Ekleme Tarihi: 30 April 2025 - Wednesday

Türkiye'de Topyekün Eğitim Atılımı ve Toplumsal Yeteneği Harekete Geçirme Projesi

Bugünkü Türkiye (2002 yılı koşulları değerlendirmesi)

Türkiye’de herkes yakınıyor. İşsizlikten yakınıyor. Çalışanı işinden yakınıyor. Çalıştıran çalışanından yakınıyor. Memur yakınıyor. Amiri yakınıyor. Öğrenci yakınıyor. Öğretmeni yakınıyor. Hasta yakınıyor. Hekimi yakınıyor. Suçlu yakınıyor. Polis yakınıyor. Hakimi, savcısı yakınıyor. Yönetilenler yöneticilerden yakınıyor. Yöneticiler mevzuattan, politikacıdan yakınıyor. Politikacı partisinden, liderinden yakınıyor. Üreten yakınıyor. Tüketen yakınıyor. Türkiye yakınıyor. Yakınma karamsarlığa dönüşüyor.

İnsanlar kendi işlerini rölantiye almış, bazen de işini bırakmış, kendi dışındaki herkesi yermekle meşgul.

İş yavaşlamış, üretim düşmüş. Toplum da sessizce ikiye bölünmüş.

1)Toplumun azınlığını oluşturan, yani ortaöğretim üstü okuyup bir yerlere gelebileni habire tartışıyor.

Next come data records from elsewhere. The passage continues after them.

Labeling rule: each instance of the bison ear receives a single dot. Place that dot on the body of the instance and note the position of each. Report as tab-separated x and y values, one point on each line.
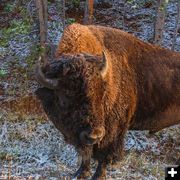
100	61
103	65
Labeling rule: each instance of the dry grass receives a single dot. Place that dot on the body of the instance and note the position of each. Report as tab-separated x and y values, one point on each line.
34	149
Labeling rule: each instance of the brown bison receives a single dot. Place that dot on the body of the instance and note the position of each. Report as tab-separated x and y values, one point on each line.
104	82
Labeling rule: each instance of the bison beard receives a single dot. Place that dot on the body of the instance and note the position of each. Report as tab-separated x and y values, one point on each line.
104	82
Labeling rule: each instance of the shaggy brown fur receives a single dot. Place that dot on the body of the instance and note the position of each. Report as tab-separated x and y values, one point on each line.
140	89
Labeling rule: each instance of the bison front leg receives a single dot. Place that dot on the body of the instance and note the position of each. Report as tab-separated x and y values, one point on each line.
84	170
100	173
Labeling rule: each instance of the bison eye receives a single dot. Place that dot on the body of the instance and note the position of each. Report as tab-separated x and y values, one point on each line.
64	102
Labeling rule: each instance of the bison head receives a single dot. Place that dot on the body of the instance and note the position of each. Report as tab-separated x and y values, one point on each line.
78	86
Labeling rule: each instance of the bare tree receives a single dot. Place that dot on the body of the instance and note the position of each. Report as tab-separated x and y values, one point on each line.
88	13
159	21
41	6
63	13
176	25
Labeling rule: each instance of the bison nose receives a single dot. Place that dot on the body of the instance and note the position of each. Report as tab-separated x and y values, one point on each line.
93	137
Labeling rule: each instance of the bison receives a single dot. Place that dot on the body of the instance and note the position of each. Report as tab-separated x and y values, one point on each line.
104	82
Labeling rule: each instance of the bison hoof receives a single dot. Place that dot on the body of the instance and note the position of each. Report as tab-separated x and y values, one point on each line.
97	177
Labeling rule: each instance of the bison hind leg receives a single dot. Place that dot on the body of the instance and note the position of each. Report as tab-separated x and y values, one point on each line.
83	172
100	173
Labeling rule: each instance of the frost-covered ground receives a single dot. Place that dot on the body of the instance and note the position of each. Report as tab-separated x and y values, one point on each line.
31	148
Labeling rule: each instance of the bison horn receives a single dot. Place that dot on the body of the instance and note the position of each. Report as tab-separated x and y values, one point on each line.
103	66
49	83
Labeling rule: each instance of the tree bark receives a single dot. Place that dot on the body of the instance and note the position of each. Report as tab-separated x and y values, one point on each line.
176	25
41	6
88	13
159	21
63	13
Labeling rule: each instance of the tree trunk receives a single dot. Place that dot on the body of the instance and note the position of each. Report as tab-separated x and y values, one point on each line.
63	13
159	21
88	13
176	25
41	6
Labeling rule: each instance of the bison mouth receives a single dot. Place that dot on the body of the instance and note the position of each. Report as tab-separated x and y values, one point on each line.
92	137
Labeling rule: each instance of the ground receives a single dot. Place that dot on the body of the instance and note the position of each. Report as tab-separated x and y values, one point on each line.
30	146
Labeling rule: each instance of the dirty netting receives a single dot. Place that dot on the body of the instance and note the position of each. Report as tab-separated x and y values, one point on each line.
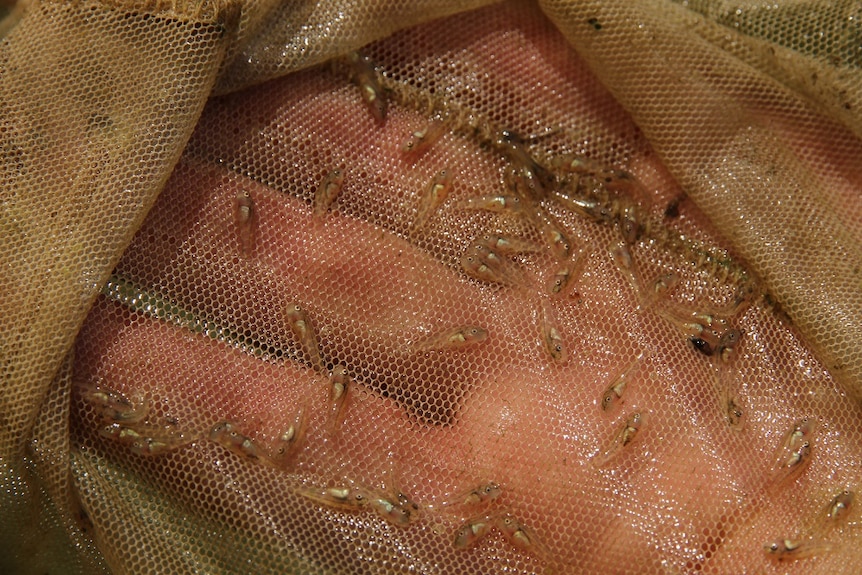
368	287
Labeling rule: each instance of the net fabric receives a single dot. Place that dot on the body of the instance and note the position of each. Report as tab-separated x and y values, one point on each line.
192	327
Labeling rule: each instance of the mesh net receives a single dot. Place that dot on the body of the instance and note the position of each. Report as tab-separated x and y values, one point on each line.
568	288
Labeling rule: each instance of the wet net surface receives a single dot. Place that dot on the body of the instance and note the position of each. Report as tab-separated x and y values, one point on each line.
478	329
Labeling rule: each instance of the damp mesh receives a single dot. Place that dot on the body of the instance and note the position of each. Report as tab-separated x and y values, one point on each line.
143	308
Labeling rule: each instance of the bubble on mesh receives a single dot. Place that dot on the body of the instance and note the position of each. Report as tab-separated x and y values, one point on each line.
194	330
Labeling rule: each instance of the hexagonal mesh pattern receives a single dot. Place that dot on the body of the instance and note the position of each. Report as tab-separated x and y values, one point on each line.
452	304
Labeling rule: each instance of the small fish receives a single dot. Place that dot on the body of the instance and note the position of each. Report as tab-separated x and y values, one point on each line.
344	498
469	534
483	264
733	414
339	388
245	217
793	463
160	442
292	437
627	433
149	446
434	196
454	338
121	433
792	550
421	140
302	329
614	392
364	74
112	405
518	535
401	512
840	505
227	435
551	338
328	190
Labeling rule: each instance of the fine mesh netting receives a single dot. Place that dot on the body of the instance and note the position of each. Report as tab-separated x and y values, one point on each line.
358	288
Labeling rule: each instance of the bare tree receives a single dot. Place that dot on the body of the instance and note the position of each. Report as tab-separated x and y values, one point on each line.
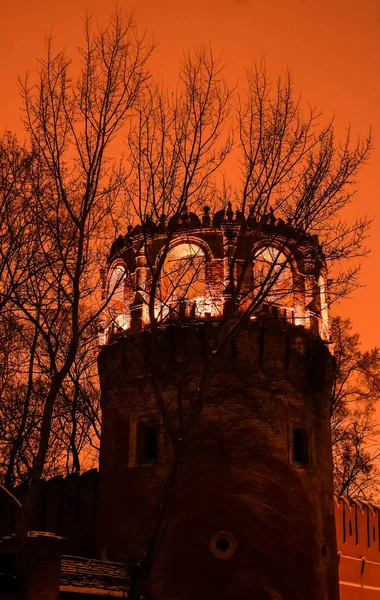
72	124
354	429
294	178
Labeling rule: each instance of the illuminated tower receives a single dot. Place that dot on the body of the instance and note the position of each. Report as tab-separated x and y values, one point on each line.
253	513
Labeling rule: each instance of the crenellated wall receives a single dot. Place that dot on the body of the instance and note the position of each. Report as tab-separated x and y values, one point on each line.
358	539
66	506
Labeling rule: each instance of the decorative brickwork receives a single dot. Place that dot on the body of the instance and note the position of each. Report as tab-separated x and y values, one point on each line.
256	482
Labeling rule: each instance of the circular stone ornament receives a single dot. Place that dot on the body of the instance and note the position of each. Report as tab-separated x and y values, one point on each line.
223	545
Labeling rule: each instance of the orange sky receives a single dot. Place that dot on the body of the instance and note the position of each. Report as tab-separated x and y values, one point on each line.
332	46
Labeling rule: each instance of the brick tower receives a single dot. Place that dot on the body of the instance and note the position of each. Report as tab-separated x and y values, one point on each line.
250	514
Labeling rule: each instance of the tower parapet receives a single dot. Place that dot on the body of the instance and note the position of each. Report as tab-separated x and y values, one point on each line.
278	271
215	368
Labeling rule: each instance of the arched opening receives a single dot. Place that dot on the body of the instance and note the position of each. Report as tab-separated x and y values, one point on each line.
273	281
301	453
324	321
118	313
182	289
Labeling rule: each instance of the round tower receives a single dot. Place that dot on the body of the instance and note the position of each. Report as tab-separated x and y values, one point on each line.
215	375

Sistemi, devleti, partileri, meclisi tartışıyor. Sonuçta suçu “cahil” diye nitelediği halka yıkıyor. Toplumsal kurtuluş inancı ve ideali kalmayınca “gemisini kurtaran kaptan” felsefesine geliyor. Böylece kendi konumunu koruma, fırsatını yakalayabilirse bir üst konuma (makama) yükselmeden başka bir amacı da kalmıyor. Yukarıdan çürüme, yozlaşma. İnsanlar (hem de kelli felli) görünümünde kuklalar. İktidar kokusu alma yetenekleri çok gelişmiş kuklalar. Bukalemunu kıskandıracak çeviklikte siyasi renk değiştirebilen kuklalar. Bir biçimde tasfiye edilemezlerse, şeriat düzeninde “kadı”, komünist sistemde “halk mahkemesi yargıcı” olarak görülebileceklerinden kuşku duymayacağımız kuklalar. Türkiye’nin elitleri fotoğrafında giderek çoğalan kuklalar.

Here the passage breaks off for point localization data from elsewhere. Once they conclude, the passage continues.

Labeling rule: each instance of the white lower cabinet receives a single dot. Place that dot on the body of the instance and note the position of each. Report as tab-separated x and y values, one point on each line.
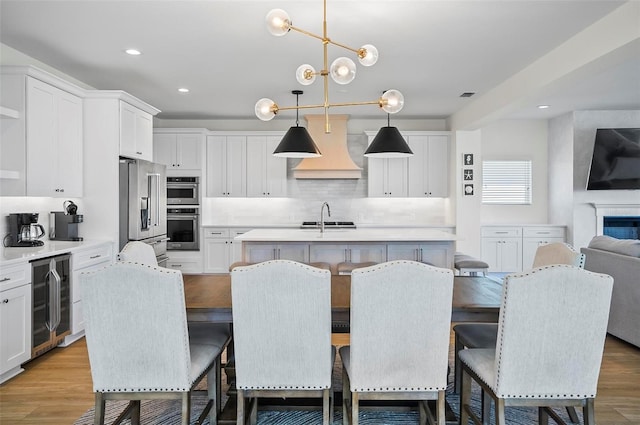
189	262
15	319
220	249
257	252
436	254
86	260
512	248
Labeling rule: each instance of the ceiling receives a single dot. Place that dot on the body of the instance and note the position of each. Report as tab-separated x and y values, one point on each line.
432	51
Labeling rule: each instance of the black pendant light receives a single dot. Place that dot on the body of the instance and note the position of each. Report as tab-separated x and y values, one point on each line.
388	143
297	142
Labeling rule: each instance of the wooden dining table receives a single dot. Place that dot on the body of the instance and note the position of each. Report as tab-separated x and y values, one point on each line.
475	299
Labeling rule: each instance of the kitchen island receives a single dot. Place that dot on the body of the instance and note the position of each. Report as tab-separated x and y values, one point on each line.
334	246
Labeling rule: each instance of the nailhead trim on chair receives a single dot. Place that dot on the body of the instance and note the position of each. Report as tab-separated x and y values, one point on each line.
388	389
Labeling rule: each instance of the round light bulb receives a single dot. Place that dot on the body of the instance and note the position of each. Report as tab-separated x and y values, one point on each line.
368	55
343	70
305	74
265	109
278	22
392	101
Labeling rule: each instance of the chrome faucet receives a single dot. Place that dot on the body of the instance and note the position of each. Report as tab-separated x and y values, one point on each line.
322	215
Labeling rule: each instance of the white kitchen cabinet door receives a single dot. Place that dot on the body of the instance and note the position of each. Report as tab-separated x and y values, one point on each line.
387	177
530	246
226	166
216	255
54	141
178	151
502	254
266	174
15	330
428	170
136	133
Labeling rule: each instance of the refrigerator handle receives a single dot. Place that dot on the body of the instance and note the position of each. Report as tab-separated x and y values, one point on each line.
47	282
57	317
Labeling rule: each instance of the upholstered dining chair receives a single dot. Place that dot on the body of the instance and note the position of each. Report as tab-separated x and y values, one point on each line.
400	327
139	344
484	335
282	334
138	252
551	333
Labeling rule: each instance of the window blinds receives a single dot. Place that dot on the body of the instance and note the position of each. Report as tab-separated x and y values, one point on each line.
506	182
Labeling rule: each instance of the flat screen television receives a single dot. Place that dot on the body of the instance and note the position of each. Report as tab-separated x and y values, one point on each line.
616	159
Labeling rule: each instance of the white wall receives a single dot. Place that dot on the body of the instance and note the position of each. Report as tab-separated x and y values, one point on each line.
518	140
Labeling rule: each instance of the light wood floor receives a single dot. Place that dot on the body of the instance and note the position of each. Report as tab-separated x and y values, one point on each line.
56	388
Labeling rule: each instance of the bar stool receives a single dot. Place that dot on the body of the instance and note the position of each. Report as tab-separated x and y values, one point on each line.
346	267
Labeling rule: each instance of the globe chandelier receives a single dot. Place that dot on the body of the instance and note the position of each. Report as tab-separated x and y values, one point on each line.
342	71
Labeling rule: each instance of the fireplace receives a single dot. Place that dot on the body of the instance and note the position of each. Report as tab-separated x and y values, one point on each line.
618	221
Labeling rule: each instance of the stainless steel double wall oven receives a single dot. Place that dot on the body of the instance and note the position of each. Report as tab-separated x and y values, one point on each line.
183	213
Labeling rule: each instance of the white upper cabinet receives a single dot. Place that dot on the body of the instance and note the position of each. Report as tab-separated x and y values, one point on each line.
136	133
54	141
226	166
428	168
266	174
181	152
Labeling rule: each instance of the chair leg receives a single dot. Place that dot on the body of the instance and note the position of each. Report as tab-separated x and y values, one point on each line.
573	416
589	412
543	416
500	420
465	397
346	399
326	408
240	407
98	418
354	408
486	407
213	385
456	365
186	408
440	409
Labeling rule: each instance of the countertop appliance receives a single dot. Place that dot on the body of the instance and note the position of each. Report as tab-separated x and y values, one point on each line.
328	224
50	278
183	229
63	226
143	205
183	190
24	230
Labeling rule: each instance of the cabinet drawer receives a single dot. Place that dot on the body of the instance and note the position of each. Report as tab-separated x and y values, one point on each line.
14	276
543	232
216	233
501	231
91	256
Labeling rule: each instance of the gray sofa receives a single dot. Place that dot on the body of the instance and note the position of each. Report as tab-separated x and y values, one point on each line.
619	258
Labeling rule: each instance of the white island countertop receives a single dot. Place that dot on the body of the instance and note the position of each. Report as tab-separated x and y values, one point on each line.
347	235
15	255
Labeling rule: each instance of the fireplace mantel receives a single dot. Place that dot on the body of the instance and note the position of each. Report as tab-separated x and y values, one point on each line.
616	210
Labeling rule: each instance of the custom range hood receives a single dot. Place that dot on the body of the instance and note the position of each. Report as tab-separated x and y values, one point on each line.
335	162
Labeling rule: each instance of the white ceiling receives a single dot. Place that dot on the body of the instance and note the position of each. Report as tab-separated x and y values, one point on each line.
432	51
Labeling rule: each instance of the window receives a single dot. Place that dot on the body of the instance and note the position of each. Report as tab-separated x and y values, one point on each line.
506	182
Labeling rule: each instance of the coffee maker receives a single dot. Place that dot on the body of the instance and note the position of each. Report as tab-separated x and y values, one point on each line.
64	226
24	230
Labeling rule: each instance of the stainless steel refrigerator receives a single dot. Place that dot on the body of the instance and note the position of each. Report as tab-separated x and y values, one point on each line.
143	205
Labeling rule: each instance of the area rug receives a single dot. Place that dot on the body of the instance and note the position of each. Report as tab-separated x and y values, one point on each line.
167	412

2)Çoğunluğu oluşturan, ortaöğretim ve altı okumuşlar ve okumamışlar, gelir seviyesi giderek düşen grup ise yaşama savaşında durmadan kan kaybediyor. Yaşama sevinci azalıyor, sisteme, devlete, siyasete güvenini kaybediyor. Eşine, çocuğuna mahcup. Hiçbirinin ihtiyacını karşılayamamış, aile bireyleri birbirine kızgın, küskün, oğlan mafya tetikçiliğine, şeriat mücahitliğine, bölücü-yıkıcı örgüte, kızı tarikat üyeliğine veya fahişeliğe aday. Köylü niteliğini kaybetmiş, kentliliğin çok uzağında. Mutsuz, huzursuz, dünyaya küsmüş aileler topluluğundan dev bir kütle. Her türden politik istismara açık.

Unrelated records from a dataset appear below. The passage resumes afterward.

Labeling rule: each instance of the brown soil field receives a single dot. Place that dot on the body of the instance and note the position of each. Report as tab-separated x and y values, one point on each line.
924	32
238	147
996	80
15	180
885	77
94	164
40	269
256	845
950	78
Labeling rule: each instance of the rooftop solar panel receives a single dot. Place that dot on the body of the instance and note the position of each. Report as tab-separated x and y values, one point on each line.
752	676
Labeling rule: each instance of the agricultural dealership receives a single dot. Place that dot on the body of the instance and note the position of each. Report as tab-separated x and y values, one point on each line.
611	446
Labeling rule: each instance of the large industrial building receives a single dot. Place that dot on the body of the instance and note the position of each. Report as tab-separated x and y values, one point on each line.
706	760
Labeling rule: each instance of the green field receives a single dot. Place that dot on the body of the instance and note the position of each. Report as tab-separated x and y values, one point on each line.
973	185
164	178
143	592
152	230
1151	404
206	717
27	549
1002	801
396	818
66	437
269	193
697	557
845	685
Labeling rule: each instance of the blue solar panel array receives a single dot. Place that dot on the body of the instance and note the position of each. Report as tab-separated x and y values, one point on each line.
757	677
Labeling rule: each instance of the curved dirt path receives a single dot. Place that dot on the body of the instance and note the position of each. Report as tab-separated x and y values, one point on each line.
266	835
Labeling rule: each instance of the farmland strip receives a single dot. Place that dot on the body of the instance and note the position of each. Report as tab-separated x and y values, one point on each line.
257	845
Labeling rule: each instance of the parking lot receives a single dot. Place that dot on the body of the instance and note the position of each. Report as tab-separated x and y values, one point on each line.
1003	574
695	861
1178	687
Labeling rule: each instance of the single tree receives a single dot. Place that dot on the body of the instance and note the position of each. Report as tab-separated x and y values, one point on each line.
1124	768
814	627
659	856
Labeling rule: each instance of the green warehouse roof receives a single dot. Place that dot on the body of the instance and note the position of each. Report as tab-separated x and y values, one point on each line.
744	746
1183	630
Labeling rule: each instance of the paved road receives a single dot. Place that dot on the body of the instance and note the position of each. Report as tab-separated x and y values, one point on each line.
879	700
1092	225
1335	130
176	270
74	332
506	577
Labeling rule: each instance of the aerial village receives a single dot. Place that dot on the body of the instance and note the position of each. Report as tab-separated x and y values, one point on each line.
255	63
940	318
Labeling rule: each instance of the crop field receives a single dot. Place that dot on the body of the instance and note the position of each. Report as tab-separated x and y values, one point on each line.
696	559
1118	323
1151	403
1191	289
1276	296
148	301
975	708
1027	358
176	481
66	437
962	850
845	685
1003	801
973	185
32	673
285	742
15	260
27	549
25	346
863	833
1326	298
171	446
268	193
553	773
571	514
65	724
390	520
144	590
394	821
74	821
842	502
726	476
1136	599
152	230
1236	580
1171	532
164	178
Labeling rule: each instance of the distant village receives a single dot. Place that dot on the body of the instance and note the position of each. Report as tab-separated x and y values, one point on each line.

Artık Türk insanı kendi yurdunda mutsuzdur. Kurtuluşu, ülkesini terk etmekte arar hale gelmiştir. Bunun için ölümü göze alanlar az değildir. Kimi Türk yabancı ülke gümrüğünde valiz içinde yakalanıyor. Dünya bize gülüyor. Bir Türk aile yabancı ülkede konteyner içinde ölü bulunuyor. Dünya halimize acıyor.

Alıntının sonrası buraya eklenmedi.